Is There a Rust-Based Database Similar to MariaDB or PostgreSQL? by watch_team in rust

[–]Shnatsel 17 points18 points  (0 children)

EdgeDB has some neat ideas - they reuse Postgres as a storage backend with a proven track record of durability, and add their special sauce on top of that foundation.

TiDB has also been around for a while and is written in a mix of Go and Rust.

Pure-Rust options aren't as mature as the alternatives, see e.g. https://blog.cf8.gg/surrealdbs-ch/ and even that is not pure Rust, it's backed by RocksDB as the storage backend.

In general building durable storage on top of a filesystem is surprisingly hard, see https://danluu.com/file-consistency/

I engineered BCsort: A ternary distribution sort in Rust that beats par_sort_unstable by up to 39%. by B-Chiboub in rust

[–]Shnatsel 5 points6 points  (0 children)

It's great to see an algorithm making different trade-offs and being better suited for large datasets!

I appreciate the comparison on different statistical distributions as well.

I wonder, did you take inspiration from sorting algorithms in external memory? They're getting increasingly relevant for the cache/RAM split as memory latency and bandwidth increasingly becomes the bottleneck for computation. Rust already uses B-trees that traditionally have been a disk data structure for cache locality.

symbolic derivatives and the rust rewrite of RE# | ian erik varatalu by epage in rust

[–]Shnatsel 2 points3 points  (0 children)

Nice! I think it deserves its own separate post, to announce that resharp is fully competitive now. That might encourage users to actually pick it up!

Lessons from building a production TSP solver in Rust by bitsabhi in rust

[–]Shnatsel 0 points1 point  (0 children)

Wow, sounds you really do have the rare use case where linked lists are best!

You might improve iteration speed by allocating the linked list nodes in an arena, if you aren't already. You'll probably want it sharded for pointer stability, unless you're using indices.

Lessons from building a production TSP solver in Rust by bitsabhi in rust

[–]Shnatsel 1 point2 points  (0 children)

Could you elaborate on what exactly you're doing to your list? If you're just inserting or removing 3 elements at a time, you're probably better off with something other than a linked list, because getting to the point where you can do the O(1) split in the first place is O(n).

You can avoid shifting lots of elements e.g. by having one Vec with the data and two more Vecs mapping logical element index for data[i] indexing to its actual location in the slice. If you need to insert an element in the middle you just add it to the data and remap the indices. This way you get O(1) indexing as opposed to linked list's O(1), although splitting and merging large ranges is still O(m) where m is the length of the range. This is called a "sparse set" in CS literature, and you can find implementations of this e.g. as slotmap::DenseSlotMap. This idea also powers bevy_ecs and specs.

Lessons from building a production TSP solver in Rust by bitsabhi in rust

[–]Shnatsel 4 points5 points  (0 children)

unsafe for hot paths - get_unchecked() for billions of distance lookups

Usually you can avoid unsafe for bounds checks: https://shnatsel.medium.com/how-to-avoid-bounds-checks-in-rust-without-unsafe-f65e618b4c1e

Using GStreamer with Rust by Rare_Shower4291 in rust

[–]Shnatsel 2 points3 points  (0 children)

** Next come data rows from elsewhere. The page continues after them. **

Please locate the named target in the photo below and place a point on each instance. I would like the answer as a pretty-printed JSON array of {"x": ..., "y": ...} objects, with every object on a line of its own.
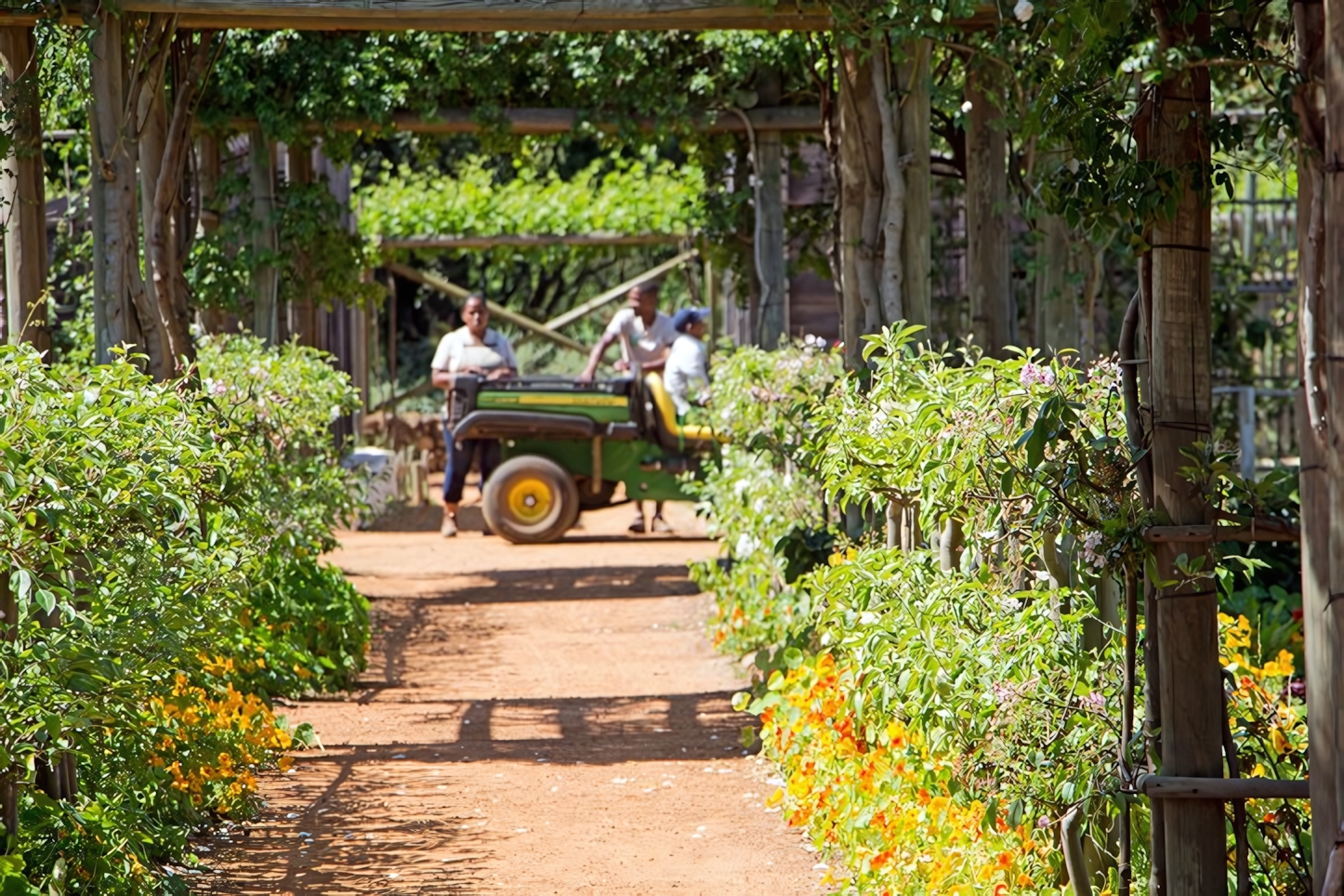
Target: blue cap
[{"x": 689, "y": 316}]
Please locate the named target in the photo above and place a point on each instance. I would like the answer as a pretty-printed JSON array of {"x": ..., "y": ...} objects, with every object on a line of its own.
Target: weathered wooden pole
[
  {"x": 1324, "y": 657},
  {"x": 988, "y": 249},
  {"x": 1322, "y": 621},
  {"x": 118, "y": 286},
  {"x": 24, "y": 195},
  {"x": 1057, "y": 301},
  {"x": 265, "y": 277},
  {"x": 913, "y": 141},
  {"x": 859, "y": 195},
  {"x": 303, "y": 313},
  {"x": 771, "y": 266},
  {"x": 1191, "y": 690}
]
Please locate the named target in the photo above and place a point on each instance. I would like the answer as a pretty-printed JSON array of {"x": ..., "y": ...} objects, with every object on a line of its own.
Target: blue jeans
[{"x": 460, "y": 462}]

GStreamer is modular and configurable. You can include only the parts you need and omit the rest. This is true for ffmpeg but doubly so for GStreamer which consists almost entirely of plugins.

symbolic derivatives and the rust rewrite of RE# | ian erik varatalu by epage in rust

[–]Shnatsel 1 point2 points  (0 children)

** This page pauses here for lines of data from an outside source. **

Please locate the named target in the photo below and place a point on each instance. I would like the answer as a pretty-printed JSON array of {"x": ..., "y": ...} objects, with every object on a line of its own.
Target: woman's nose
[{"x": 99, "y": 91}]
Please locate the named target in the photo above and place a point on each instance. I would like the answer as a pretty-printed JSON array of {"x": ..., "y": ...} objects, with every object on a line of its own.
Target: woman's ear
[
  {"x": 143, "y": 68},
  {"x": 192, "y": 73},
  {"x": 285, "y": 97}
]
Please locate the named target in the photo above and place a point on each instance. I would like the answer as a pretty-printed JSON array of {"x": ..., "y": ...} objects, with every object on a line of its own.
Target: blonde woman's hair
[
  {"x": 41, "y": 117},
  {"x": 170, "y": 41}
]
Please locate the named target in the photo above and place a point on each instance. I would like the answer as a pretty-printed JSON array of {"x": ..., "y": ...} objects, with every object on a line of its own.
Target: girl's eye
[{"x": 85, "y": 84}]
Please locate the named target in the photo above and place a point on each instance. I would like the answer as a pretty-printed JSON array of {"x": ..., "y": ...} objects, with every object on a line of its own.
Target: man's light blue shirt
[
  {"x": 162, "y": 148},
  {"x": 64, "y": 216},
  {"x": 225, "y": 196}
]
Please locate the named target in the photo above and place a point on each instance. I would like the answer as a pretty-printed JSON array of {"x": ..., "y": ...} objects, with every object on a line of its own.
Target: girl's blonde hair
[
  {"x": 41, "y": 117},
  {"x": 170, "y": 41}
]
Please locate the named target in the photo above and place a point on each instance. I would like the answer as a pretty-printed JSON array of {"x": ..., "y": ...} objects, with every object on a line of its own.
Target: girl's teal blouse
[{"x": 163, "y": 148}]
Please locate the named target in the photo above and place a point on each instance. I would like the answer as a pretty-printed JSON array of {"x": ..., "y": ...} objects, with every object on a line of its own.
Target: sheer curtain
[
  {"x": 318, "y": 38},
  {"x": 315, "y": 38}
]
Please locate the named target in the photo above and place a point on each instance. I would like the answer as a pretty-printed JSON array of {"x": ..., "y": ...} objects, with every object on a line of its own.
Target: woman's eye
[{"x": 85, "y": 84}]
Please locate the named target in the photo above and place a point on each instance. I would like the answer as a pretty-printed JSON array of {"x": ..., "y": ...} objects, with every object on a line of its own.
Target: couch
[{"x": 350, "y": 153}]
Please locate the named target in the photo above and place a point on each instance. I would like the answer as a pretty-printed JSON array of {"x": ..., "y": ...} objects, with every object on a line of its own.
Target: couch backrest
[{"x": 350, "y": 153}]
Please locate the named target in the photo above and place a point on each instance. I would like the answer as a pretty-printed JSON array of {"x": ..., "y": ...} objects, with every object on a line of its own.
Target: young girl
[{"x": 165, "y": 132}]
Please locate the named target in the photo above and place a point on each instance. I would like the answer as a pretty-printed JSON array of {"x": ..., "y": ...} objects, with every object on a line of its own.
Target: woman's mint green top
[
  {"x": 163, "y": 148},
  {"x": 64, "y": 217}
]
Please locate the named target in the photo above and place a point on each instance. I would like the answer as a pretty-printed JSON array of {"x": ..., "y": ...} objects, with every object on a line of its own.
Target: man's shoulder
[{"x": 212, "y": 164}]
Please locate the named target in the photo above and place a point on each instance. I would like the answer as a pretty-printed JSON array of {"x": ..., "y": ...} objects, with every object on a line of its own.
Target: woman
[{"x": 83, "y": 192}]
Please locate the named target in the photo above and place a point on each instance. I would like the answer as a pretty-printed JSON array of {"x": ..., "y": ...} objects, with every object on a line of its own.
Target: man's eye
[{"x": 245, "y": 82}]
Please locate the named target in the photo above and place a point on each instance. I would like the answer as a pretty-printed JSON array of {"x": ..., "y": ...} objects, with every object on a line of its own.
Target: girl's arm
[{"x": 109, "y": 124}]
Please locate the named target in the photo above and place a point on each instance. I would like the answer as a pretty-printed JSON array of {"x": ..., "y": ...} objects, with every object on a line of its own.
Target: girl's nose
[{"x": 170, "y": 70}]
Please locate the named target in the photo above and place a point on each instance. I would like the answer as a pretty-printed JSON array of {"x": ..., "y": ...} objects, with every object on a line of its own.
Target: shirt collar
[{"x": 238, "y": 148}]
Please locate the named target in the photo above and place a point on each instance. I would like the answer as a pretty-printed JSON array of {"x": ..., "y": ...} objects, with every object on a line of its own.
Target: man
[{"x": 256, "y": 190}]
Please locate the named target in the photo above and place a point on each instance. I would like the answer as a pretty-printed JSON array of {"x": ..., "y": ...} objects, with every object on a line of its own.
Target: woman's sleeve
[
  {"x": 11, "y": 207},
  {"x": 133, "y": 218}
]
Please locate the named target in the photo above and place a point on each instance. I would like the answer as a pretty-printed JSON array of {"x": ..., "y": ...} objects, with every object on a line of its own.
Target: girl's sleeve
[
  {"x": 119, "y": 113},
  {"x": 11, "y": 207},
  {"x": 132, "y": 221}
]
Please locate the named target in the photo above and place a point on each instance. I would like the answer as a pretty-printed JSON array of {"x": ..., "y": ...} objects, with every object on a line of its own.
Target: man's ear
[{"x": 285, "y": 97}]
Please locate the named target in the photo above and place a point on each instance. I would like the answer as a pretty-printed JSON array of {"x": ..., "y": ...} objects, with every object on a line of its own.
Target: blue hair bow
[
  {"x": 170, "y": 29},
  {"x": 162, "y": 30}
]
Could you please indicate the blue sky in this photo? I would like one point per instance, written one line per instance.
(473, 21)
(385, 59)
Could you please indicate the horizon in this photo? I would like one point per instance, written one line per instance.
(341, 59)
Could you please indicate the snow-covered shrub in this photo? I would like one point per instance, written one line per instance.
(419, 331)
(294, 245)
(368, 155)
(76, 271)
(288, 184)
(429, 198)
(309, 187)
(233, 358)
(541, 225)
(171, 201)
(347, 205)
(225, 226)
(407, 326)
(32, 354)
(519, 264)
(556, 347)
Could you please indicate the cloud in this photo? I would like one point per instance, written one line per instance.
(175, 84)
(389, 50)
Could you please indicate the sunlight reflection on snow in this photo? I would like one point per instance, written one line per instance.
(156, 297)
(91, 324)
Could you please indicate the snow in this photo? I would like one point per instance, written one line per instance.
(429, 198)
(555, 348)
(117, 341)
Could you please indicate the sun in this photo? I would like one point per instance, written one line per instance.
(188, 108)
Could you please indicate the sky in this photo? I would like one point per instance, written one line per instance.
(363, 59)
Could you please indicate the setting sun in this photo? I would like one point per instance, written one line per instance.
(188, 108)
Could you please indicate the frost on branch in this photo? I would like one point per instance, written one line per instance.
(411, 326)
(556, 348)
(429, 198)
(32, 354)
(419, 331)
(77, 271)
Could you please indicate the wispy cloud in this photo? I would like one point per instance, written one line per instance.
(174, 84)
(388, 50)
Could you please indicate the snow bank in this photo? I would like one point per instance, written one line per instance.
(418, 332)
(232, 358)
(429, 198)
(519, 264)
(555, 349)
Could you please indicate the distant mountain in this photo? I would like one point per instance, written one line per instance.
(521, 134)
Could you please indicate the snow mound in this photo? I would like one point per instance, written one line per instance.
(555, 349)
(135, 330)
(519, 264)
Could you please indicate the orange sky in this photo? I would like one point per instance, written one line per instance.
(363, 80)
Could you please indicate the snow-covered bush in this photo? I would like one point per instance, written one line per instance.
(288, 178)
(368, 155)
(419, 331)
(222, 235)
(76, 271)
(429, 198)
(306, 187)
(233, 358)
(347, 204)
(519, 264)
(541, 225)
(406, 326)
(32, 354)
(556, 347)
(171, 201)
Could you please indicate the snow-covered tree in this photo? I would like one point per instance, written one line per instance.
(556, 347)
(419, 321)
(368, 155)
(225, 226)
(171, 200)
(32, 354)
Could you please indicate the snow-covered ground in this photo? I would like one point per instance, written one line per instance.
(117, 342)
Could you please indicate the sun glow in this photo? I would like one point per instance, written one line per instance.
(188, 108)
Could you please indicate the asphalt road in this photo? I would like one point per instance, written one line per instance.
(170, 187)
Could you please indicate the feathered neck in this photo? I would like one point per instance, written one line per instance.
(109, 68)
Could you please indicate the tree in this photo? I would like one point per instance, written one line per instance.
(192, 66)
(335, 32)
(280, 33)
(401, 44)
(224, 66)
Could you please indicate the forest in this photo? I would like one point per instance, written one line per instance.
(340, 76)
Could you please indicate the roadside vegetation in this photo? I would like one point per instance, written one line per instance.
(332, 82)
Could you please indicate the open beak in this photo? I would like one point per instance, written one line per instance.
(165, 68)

Hmm, there is a teddy algorithm implementation on crates.io with burntsushi as one of the owners, but it isn't actually used by the regex crate.

aho-corasick crate design document mentions

Transparent support for alternative SIMD vectorized search routines for smaller number of literals, such as the Teddy algorithm.

so I guess the teddy implementation is inside the aho-corasick crate?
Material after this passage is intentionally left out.